SINGAPORE (BLOOMBERG) – The first sale of land in Singapore’s Marina Bay in nine years is set to fetch a bumper price as developers jockey for a piece of the sought-after financial district.
The 1.1 hectare plot may fetch more than S$1.8 billion, according to Cushman & Wakefield Inc., or S$1,200 per square foot of gross floor area. That would make it Singapore’s most expensive land sale since 2007, when the Asia Square Tower I plot sold at S$2.02 billion, or a rate of S$1,409 per square foot.
“This will be a hotly contested plot,” said Christine Li, director of research at Cushman in Singapore. “Bidders could include sovereign wealth funds and aggressive bids from Chinese developers.”
The bidding interest comes amid a slew of property deals in the city. The plot sits next to Asia Square, which Qatar’s sovereign wealth fund in June agreed to buy from BlackRock Inc. for S$3.4 billion in Singapore’s biggest office transaction. CapitaLand Commercial Trust, Singapore’s largest office Reit, in May agreed to buy a 60 per cent stake in CapitaGreen in the central business district for S$393 million, and MYP Ltd, which operates an investment holding company, offered S$560 million for the Straits Trading Building.
An unidentified buyer has committed to bid the reserve price of S$1.54 billion, or S$1,010 per square foot of gross floor area, the Urban Redevelopment Authority said on Aug 30. The auction closes Nov 8. The site can be developed primarily for office use, with a smaller area reserved for residential housing, a hotel or serviced apartments.
The plot is expected to command premium prices even though office rents have halved since the sale of the Asia Square Tower I land in 2007. That’s because there will be a dearth of new office openings from 2019 to 2021 – after a flood of supply coming up through 2018 – meaning the buyer of the plot will be poised to tap pent-up demand if the development is completed by early 2022, according to Ng Hsueh Ling, chief executive officer of Keppel Reit, Singapore’s second-largest office landlord and part owner of the Marina Bay Financial Centre.
The auction “will attract so many bidders,” Ms Ng said. “Come 2019, 2020 and 2021 there will be zero office supply, and there has never been such a thing in Singapore’s history where there are three years of zero supply. That’s why the government has started this sale.”
The total cost of the Marina Bay land’s development may exceed S$2.5 billion, which will likely lead to the formation of bidding groups as small to mid-sized developers don’t have the financial muscle to undertake such a large project, Cushman’s Li said.
CapitaLand, Singapore’s largest developer, could partner with CapitaLand Commercial Trust and Mitsubishi Estate Asia Pte for a bid, she said.
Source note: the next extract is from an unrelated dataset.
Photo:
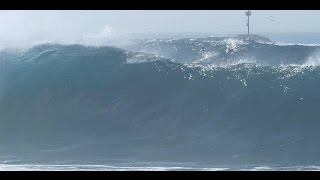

Other potential bidders may include the consortium of Cheung Kong Holdings, Hongkong Land Holdings and Keppel Land, which developed the Marina Bay Financial Centre after winning the previous auction in the area in 2007, Li said.
City Developments, Singapore’s second-largest developer, could also potentially bid given the project will have a residential or hotel component, which is that company’s strength, she said.